Siendo ya un reputado abogado, perdió judicialmente una causa muy importante por intereses políticos, lo que le provocó una fuerte crisis. Tras un largo proceso de búsqueda espiritual, renunció a su profesión de abogado e inició los estudios eclesiásticos, a pesar de la fuerte oposición de su padre. El 21 de diciembre de 1726, a los 30 años, recibió el presbiterado.
Estrenó su sacerdocio en los suburbios de Nápoles, especialmente entre los muchachos de la calle.
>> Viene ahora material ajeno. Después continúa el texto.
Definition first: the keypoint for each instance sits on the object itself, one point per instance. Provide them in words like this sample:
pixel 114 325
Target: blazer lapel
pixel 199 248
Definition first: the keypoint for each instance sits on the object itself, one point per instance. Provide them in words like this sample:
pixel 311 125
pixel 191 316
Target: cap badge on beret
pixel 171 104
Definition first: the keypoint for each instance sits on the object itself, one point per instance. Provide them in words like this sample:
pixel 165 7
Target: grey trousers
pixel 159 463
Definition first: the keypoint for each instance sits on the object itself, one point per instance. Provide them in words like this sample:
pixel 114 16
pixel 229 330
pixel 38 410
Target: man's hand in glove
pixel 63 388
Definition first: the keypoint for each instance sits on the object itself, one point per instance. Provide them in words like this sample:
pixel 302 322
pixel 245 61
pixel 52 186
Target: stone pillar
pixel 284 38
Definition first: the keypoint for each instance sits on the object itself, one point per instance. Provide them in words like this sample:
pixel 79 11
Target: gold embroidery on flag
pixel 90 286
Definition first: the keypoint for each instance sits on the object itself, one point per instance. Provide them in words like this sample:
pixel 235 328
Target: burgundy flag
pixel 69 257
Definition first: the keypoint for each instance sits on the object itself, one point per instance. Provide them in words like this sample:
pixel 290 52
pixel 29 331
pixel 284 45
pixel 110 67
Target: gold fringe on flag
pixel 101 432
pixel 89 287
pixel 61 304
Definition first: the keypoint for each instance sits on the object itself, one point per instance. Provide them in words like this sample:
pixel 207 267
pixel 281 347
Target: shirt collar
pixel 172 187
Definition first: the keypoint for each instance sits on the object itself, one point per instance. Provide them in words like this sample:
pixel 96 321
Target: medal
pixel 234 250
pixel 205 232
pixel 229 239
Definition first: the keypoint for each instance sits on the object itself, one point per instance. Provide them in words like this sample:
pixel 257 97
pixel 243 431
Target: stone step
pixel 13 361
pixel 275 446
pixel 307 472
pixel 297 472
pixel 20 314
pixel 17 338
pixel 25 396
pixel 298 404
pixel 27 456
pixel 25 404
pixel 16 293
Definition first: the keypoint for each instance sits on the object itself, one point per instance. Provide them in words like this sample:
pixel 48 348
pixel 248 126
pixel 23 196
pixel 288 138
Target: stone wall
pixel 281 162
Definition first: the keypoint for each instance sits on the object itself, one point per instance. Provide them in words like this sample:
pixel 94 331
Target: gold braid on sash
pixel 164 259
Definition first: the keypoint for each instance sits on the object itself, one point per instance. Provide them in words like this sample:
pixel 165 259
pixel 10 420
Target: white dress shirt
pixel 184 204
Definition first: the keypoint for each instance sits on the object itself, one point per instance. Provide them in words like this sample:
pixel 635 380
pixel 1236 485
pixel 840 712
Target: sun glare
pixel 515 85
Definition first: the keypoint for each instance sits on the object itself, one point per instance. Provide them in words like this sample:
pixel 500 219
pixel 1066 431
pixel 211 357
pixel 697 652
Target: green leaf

Para ellos instituyó las llamadas capillas del atardecer, una experiencia de reeducación social y religiosa, que consistía en unas reuniones en la calle, al aire libre, dirigidas por los mismos jóvenes marginados para escuchar, acoger y ofrecer la Buena Noticia. A su muerte existían 72 capillas con más de 10.000 participantes.
En Scala, cerca de Amalfi (Italia), tuvo una intuición que será decisiva para su futuro: dedicarse con otros compañeros a la salvación de los más abandonados, a la evangelización de la gente sencilla y pobre, especialmente la de las zonas rurales. El 9 de noviembre de 1732 fundó la Congregación del Santísimo Redentor.
Fue consagrado obispo de Santa Águeda de los Godos en 1762, a pesar de sus reiteradas negativas. Puede considerarse un gran obispo misionero. El año 1775 obtuvo la renuncia a su diócesis y se retiró a la comunidad redentorista de Pagani, donde falleció el 1 de agosto de 1787. Fue canonizado el año 1831, proclamado Doctor de la Iglesia en 1871 y Patrono de los Confesores y Moralistas el año 1950. Escribió 111 obras de espiritualidad y de teología.
Son muchas las semejanzas entre Alfonso María de Ligorio y Antonio María Claret: espiritualidad, inquietud misionera, escritos para la gente sencilla, por citar algunas. Ligorio es uno de los autores que Claret consideró como predicables. Él mismo confesó que había leído sus obras con sumo interés (cf. Aut 300) y las recomendó a otros.